In his first few weeks at Occupy Boston, Paul Carnes was just another face in the horde, an affable 27-year-old with a sweet Southern accent. He dressed differently than most Dewey Square squatters — favoring dress shirts and neckties — but otherwise fit right in, assisting with everything from logistics to heavy lifting. Media outlets sometimes requested interviews with Carnes due to his preppy flare, but he largely avoided the spotlight, preferring to help campers set up tents. Along with his close friend Sydney Sherell, he also liked to spend hours at the information desk — a default greeting post for visitors and donors.

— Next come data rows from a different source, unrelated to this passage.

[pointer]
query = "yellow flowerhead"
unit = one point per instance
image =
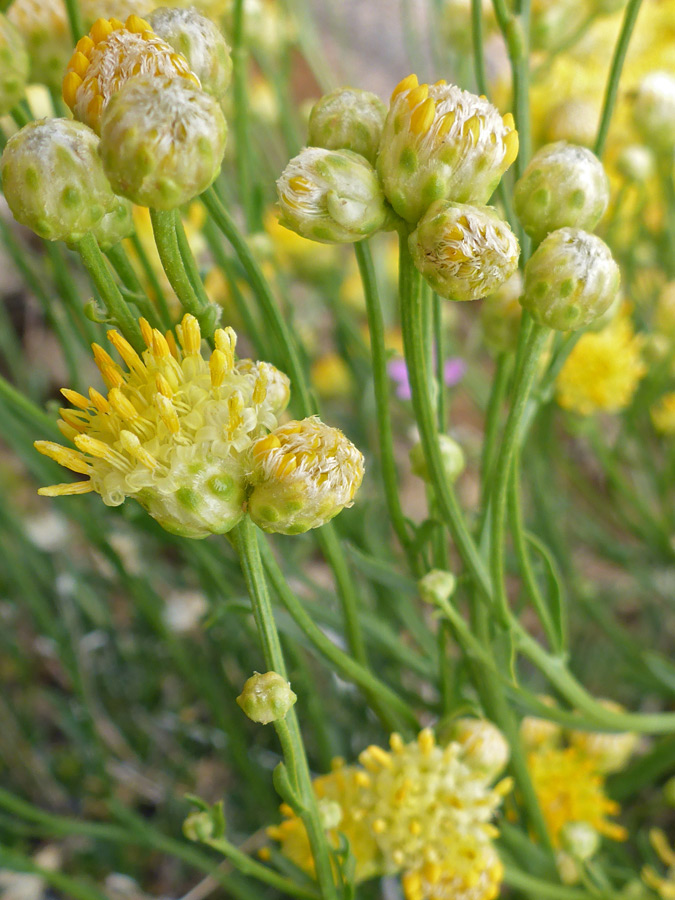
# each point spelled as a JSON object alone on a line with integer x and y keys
{"x": 442, "y": 143}
{"x": 173, "y": 432}
{"x": 603, "y": 370}
{"x": 663, "y": 414}
{"x": 303, "y": 474}
{"x": 570, "y": 789}
{"x": 110, "y": 55}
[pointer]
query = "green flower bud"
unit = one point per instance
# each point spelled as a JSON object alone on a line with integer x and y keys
{"x": 14, "y": 65}
{"x": 348, "y": 119}
{"x": 304, "y": 473}
{"x": 266, "y": 698}
{"x": 43, "y": 25}
{"x": 563, "y": 185}
{"x": 437, "y": 586}
{"x": 115, "y": 225}
{"x": 53, "y": 179}
{"x": 442, "y": 143}
{"x": 464, "y": 252}
{"x": 654, "y": 110}
{"x": 485, "y": 747}
{"x": 201, "y": 42}
{"x": 451, "y": 454}
{"x": 580, "y": 840}
{"x": 331, "y": 196}
{"x": 570, "y": 280}
{"x": 162, "y": 141}
{"x": 500, "y": 315}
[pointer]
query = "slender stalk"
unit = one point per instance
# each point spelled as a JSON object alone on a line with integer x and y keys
{"x": 629, "y": 20}
{"x": 245, "y": 540}
{"x": 378, "y": 353}
{"x": 164, "y": 225}
{"x": 345, "y": 665}
{"x": 503, "y": 465}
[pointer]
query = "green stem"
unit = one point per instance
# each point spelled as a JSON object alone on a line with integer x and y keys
{"x": 114, "y": 302}
{"x": 245, "y": 539}
{"x": 345, "y": 665}
{"x": 629, "y": 19}
{"x": 503, "y": 466}
{"x": 381, "y": 384}
{"x": 164, "y": 228}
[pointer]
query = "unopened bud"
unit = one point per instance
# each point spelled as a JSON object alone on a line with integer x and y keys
{"x": 348, "y": 119}
{"x": 464, "y": 252}
{"x": 563, "y": 185}
{"x": 303, "y": 474}
{"x": 331, "y": 196}
{"x": 570, "y": 280}
{"x": 452, "y": 456}
{"x": 437, "y": 586}
{"x": 162, "y": 141}
{"x": 266, "y": 698}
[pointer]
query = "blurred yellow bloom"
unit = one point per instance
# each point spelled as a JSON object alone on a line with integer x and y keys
{"x": 603, "y": 370}
{"x": 570, "y": 789}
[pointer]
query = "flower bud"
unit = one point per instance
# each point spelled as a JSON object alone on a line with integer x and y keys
{"x": 43, "y": 25}
{"x": 610, "y": 751}
{"x": 53, "y": 179}
{"x": 452, "y": 456}
{"x": 442, "y": 143}
{"x": 202, "y": 44}
{"x": 304, "y": 473}
{"x": 111, "y": 54}
{"x": 14, "y": 66}
{"x": 162, "y": 141}
{"x": 500, "y": 315}
{"x": 580, "y": 840}
{"x": 570, "y": 280}
{"x": 464, "y": 252}
{"x": 485, "y": 747}
{"x": 654, "y": 111}
{"x": 266, "y": 698}
{"x": 331, "y": 196}
{"x": 348, "y": 119}
{"x": 563, "y": 185}
{"x": 437, "y": 586}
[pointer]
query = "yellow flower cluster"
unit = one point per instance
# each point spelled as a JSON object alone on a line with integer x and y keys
{"x": 177, "y": 433}
{"x": 603, "y": 370}
{"x": 420, "y": 809}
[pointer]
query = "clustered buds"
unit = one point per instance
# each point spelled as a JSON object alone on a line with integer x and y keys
{"x": 563, "y": 185}
{"x": 54, "y": 182}
{"x": 331, "y": 196}
{"x": 305, "y": 473}
{"x": 184, "y": 437}
{"x": 266, "y": 698}
{"x": 463, "y": 251}
{"x": 442, "y": 143}
{"x": 348, "y": 119}
{"x": 570, "y": 280}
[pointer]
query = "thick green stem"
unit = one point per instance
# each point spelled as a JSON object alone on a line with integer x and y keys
{"x": 629, "y": 20}
{"x": 378, "y": 353}
{"x": 245, "y": 539}
{"x": 115, "y": 303}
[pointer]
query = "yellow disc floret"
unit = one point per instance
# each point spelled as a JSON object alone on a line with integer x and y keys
{"x": 173, "y": 432}
{"x": 111, "y": 54}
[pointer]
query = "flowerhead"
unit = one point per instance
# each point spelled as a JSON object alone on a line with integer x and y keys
{"x": 331, "y": 196}
{"x": 602, "y": 372}
{"x": 303, "y": 474}
{"x": 442, "y": 143}
{"x": 172, "y": 432}
{"x": 111, "y": 54}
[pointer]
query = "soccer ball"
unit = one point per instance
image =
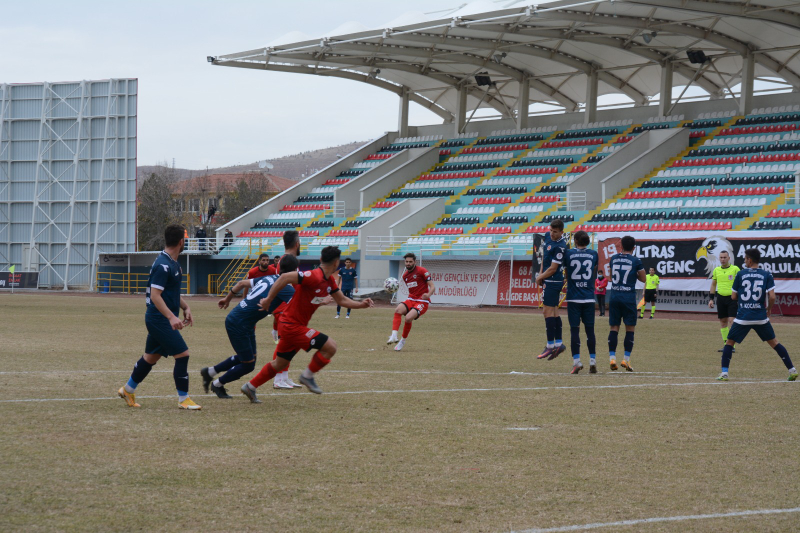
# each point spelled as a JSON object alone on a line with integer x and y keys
{"x": 391, "y": 285}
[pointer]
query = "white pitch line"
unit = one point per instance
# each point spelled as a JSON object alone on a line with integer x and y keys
{"x": 422, "y": 391}
{"x": 599, "y": 525}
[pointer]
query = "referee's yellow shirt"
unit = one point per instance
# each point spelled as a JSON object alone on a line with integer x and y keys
{"x": 724, "y": 278}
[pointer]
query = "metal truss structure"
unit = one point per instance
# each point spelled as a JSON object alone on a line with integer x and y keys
{"x": 67, "y": 177}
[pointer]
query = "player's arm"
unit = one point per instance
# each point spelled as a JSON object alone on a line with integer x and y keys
{"x": 280, "y": 283}
{"x": 344, "y": 301}
{"x": 242, "y": 285}
{"x": 158, "y": 301}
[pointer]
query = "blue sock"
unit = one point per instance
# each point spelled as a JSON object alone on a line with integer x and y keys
{"x": 784, "y": 356}
{"x": 140, "y": 371}
{"x": 181, "y": 375}
{"x": 628, "y": 343}
{"x": 242, "y": 369}
{"x": 575, "y": 341}
{"x": 727, "y": 353}
{"x": 227, "y": 364}
{"x": 612, "y": 343}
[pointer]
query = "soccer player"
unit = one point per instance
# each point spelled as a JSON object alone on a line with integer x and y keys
{"x": 650, "y": 292}
{"x": 348, "y": 281}
{"x": 754, "y": 289}
{"x": 164, "y": 302}
{"x": 552, "y": 279}
{"x": 420, "y": 290}
{"x": 312, "y": 288}
{"x": 625, "y": 269}
{"x": 580, "y": 266}
{"x": 722, "y": 286}
{"x": 241, "y": 327}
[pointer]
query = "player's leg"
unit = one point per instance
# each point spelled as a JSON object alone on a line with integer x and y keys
{"x": 400, "y": 311}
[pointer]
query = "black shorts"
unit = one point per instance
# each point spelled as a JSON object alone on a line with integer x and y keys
{"x": 726, "y": 307}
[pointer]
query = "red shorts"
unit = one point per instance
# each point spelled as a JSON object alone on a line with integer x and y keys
{"x": 293, "y": 338}
{"x": 419, "y": 307}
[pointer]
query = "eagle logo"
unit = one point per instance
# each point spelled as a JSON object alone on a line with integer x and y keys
{"x": 710, "y": 250}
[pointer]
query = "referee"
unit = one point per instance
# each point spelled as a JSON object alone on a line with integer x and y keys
{"x": 650, "y": 292}
{"x": 721, "y": 285}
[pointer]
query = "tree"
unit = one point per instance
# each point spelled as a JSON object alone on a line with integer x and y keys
{"x": 250, "y": 191}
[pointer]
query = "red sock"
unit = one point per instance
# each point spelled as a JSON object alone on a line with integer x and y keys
{"x": 264, "y": 375}
{"x": 317, "y": 363}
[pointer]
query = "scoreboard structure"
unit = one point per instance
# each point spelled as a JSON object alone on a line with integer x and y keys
{"x": 67, "y": 177}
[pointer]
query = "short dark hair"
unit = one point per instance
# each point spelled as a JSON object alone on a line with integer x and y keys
{"x": 581, "y": 238}
{"x": 173, "y": 235}
{"x": 329, "y": 254}
{"x": 290, "y": 238}
{"x": 753, "y": 254}
{"x": 628, "y": 243}
{"x": 289, "y": 263}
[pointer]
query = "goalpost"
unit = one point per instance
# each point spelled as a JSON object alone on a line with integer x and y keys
{"x": 482, "y": 275}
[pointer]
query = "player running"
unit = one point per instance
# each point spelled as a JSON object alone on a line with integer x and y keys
{"x": 241, "y": 327}
{"x": 164, "y": 302}
{"x": 722, "y": 286}
{"x": 552, "y": 280}
{"x": 312, "y": 288}
{"x": 580, "y": 266}
{"x": 348, "y": 281}
{"x": 650, "y": 292}
{"x": 754, "y": 290}
{"x": 420, "y": 290}
{"x": 625, "y": 269}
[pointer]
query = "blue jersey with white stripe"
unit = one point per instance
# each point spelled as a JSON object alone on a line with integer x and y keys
{"x": 553, "y": 253}
{"x": 166, "y": 275}
{"x": 247, "y": 313}
{"x": 580, "y": 267}
{"x": 751, "y": 287}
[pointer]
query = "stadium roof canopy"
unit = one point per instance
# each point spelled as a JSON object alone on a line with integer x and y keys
{"x": 563, "y": 53}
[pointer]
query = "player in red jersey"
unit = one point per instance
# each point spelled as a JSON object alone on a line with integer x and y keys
{"x": 420, "y": 290}
{"x": 312, "y": 288}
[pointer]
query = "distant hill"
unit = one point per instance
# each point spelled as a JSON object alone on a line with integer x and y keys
{"x": 295, "y": 166}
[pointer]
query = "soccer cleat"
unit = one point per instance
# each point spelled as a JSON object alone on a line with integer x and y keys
{"x": 555, "y": 352}
{"x": 545, "y": 353}
{"x": 220, "y": 392}
{"x": 206, "y": 378}
{"x": 311, "y": 384}
{"x": 250, "y": 393}
{"x": 129, "y": 398}
{"x": 189, "y": 404}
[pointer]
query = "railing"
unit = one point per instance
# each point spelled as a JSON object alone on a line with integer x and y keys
{"x": 134, "y": 283}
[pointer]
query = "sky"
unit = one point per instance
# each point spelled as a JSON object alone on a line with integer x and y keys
{"x": 203, "y": 115}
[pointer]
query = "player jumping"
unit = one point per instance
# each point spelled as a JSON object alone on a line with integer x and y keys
{"x": 241, "y": 327}
{"x": 552, "y": 279}
{"x": 312, "y": 288}
{"x": 420, "y": 290}
{"x": 625, "y": 269}
{"x": 580, "y": 265}
{"x": 164, "y": 302}
{"x": 754, "y": 290}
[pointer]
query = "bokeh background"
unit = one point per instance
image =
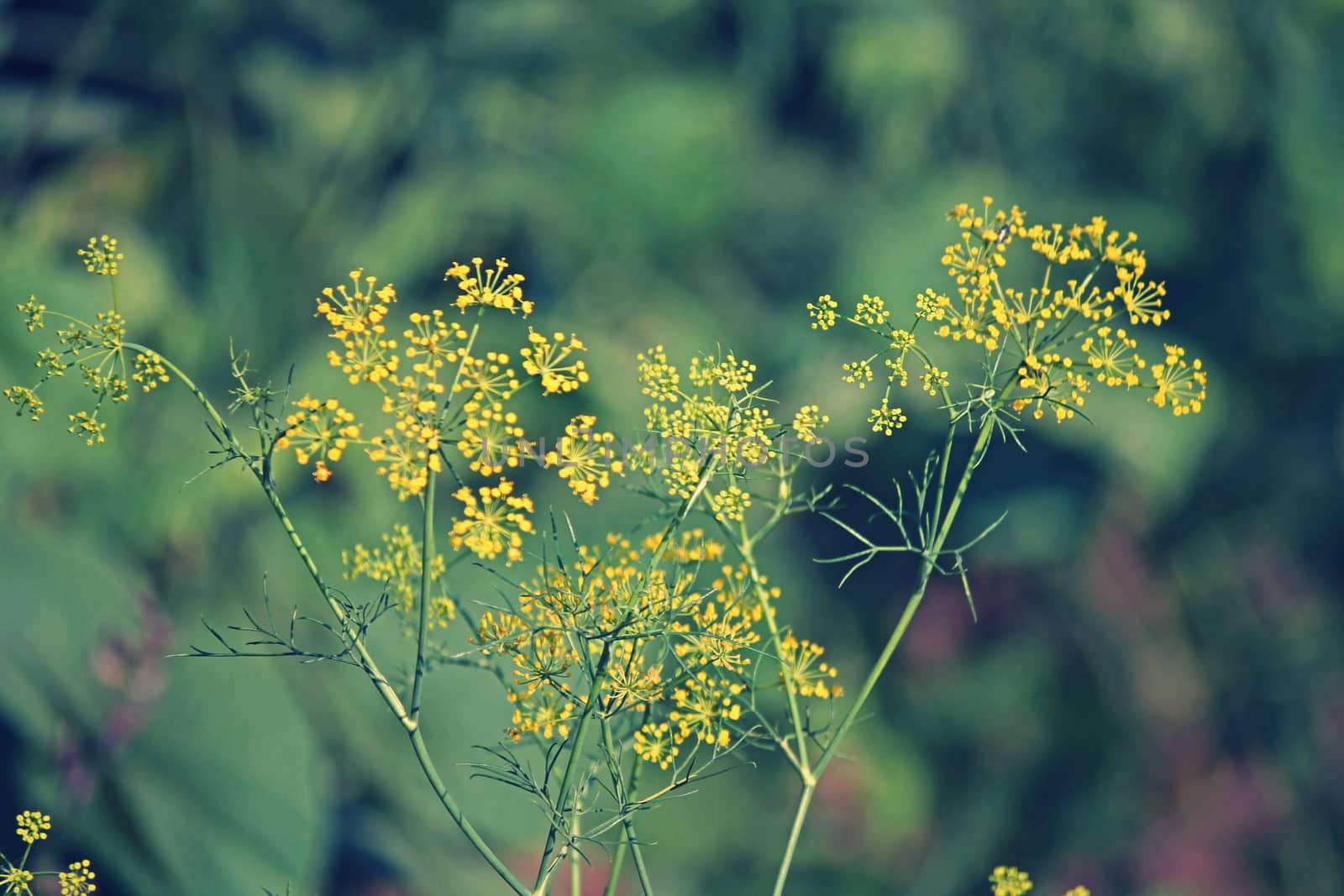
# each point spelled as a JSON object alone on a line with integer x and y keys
{"x": 1152, "y": 701}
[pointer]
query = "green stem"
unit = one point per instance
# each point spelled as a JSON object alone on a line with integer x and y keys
{"x": 427, "y": 562}
{"x": 927, "y": 567}
{"x": 367, "y": 663}
{"x": 800, "y": 762}
{"x": 600, "y": 674}
{"x": 575, "y": 752}
{"x": 575, "y": 869}
{"x": 629, "y": 842}
{"x": 804, "y": 804}
{"x": 456, "y": 813}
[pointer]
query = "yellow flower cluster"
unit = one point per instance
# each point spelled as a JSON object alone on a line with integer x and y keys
{"x": 320, "y": 429}
{"x": 101, "y": 255}
{"x": 396, "y": 566}
{"x": 718, "y": 418}
{"x": 494, "y": 521}
{"x": 438, "y": 389}
{"x": 549, "y": 359}
{"x": 18, "y": 880}
{"x": 613, "y": 604}
{"x": 1011, "y": 882}
{"x": 1066, "y": 331}
{"x": 586, "y": 458}
{"x": 491, "y": 288}
{"x": 96, "y": 349}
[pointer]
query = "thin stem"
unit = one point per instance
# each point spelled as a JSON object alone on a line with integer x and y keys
{"x": 456, "y": 813}
{"x": 629, "y": 842}
{"x": 800, "y": 762}
{"x": 575, "y": 869}
{"x": 427, "y": 560}
{"x": 799, "y": 817}
{"x": 927, "y": 569}
{"x": 385, "y": 689}
{"x": 575, "y": 752}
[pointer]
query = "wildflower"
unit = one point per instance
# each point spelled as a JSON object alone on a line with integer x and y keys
{"x": 858, "y": 372}
{"x": 730, "y": 504}
{"x": 150, "y": 371}
{"x": 33, "y": 826}
{"x": 494, "y": 521}
{"x": 356, "y": 315}
{"x": 871, "y": 312}
{"x": 101, "y": 255}
{"x": 490, "y": 439}
{"x": 26, "y": 401}
{"x": 319, "y": 429}
{"x": 732, "y": 374}
{"x": 544, "y": 714}
{"x": 396, "y": 566}
{"x": 1179, "y": 383}
{"x": 87, "y": 426}
{"x": 77, "y": 880}
{"x": 705, "y": 708}
{"x": 586, "y": 458}
{"x": 491, "y": 288}
{"x": 1010, "y": 882}
{"x": 15, "y": 880}
{"x": 544, "y": 358}
{"x": 933, "y": 380}
{"x": 407, "y": 456}
{"x": 1113, "y": 355}
{"x": 886, "y": 418}
{"x": 487, "y": 379}
{"x": 931, "y": 307}
{"x": 658, "y": 379}
{"x": 33, "y": 312}
{"x": 808, "y": 421}
{"x": 810, "y": 676}
{"x": 823, "y": 312}
{"x": 1061, "y": 329}
{"x": 654, "y": 743}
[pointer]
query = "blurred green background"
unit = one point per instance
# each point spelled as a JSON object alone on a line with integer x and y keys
{"x": 1152, "y": 701}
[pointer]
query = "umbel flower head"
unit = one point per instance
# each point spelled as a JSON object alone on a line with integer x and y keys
{"x": 97, "y": 349}
{"x": 1070, "y": 329}
{"x": 18, "y": 880}
{"x": 699, "y": 694}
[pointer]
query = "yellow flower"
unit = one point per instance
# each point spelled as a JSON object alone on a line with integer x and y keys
{"x": 808, "y": 421}
{"x": 33, "y": 312}
{"x": 823, "y": 312}
{"x": 356, "y": 316}
{"x": 396, "y": 566}
{"x": 101, "y": 255}
{"x": 150, "y": 371}
{"x": 811, "y": 678}
{"x": 886, "y": 418}
{"x": 494, "y": 521}
{"x": 77, "y": 880}
{"x": 654, "y": 743}
{"x": 586, "y": 458}
{"x": 1179, "y": 383}
{"x": 15, "y": 882}
{"x": 546, "y": 359}
{"x": 33, "y": 826}
{"x": 730, "y": 506}
{"x": 319, "y": 429}
{"x": 706, "y": 707}
{"x": 490, "y": 288}
{"x": 1010, "y": 882}
{"x": 491, "y": 439}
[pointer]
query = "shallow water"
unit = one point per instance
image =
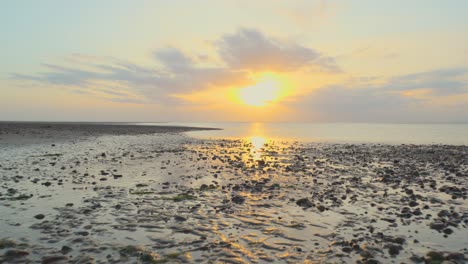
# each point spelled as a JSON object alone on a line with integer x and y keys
{"x": 237, "y": 200}
{"x": 451, "y": 134}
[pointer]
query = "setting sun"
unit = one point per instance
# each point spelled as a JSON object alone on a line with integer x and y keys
{"x": 267, "y": 90}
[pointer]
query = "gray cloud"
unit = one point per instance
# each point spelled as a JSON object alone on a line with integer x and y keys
{"x": 439, "y": 82}
{"x": 175, "y": 72}
{"x": 385, "y": 103}
{"x": 251, "y": 50}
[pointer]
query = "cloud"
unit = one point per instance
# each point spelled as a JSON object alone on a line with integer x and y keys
{"x": 176, "y": 72}
{"x": 253, "y": 51}
{"x": 439, "y": 82}
{"x": 389, "y": 101}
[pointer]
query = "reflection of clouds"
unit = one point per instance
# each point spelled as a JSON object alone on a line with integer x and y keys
{"x": 257, "y": 140}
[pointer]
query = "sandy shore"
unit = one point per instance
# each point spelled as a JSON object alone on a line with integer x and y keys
{"x": 85, "y": 195}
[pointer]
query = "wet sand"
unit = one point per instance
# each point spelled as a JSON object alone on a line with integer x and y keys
{"x": 127, "y": 195}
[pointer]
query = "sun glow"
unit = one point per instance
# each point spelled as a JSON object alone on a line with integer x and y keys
{"x": 268, "y": 89}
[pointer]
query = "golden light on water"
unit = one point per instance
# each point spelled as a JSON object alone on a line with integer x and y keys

Though they have come to perceive him as a grifter and the oddest Occupy adversary imaginable, most who can recall his early movements claim Carnes first came off as an average protester, going through the daily picket motions and crashing in a small tent with Sherell at night. If anything seemed strange at all, it was his vocal dislike of the movement's every-voice-counts mantra. Occupy runs on an equal-opportunity structure called "horizontal democracy." Carnes focused on smaller working groups and sat out the more formal general assemblies (GAs).
When the GA voted to streamline fundraising efforts three weeks into the occupation, Carnes jumped at the chance to take financial control where he saw possible. Up until that point, each working group had its own donation box, so people could give to the medical team at the first-aid tent, to the tech squad at the media tent, and so forth. In its attempt at transparency, the assembly finally established a central collection hub and Financial Accountability Working Group (FAWG) to oversee fiscal operations. Carnes volunteered to help the effort, agreeing to guard cash donations and sign his name on bank accounts. He assured people that he could handle such duties on account of his studying at Harvard Business School — even though he never matriculated there.
But less than a week after Carnes took over camp finances, FAWG issued a press release stating that Carnes and Sherell had been expelled from the group due to "lack of accountability and transparency, as well as their failure to provide information to both the FAWG and the General Assembly." Accusers charged Carnes with refusing to share paperwork for a City of Boston "Doing Business As" (DBA) certificate that he established (with the group's permission) for Occupy Boston, and for an account that he opened at Liberty Bay Credit Union. Gripes were also made about receipts found in the cash box for which Carnes was responsible; hundreds of dollars' worth of purchased items were unaccounted for, and he appeared to be treating himself to meals and snacks near Dewey Square. Lastly, members of FAWG realized that the smooth talker from Alabama who called himself Paul Carnes also had a second identity — the guy with the keys to their account was also a notorious online anti-hero named Paul Fetch.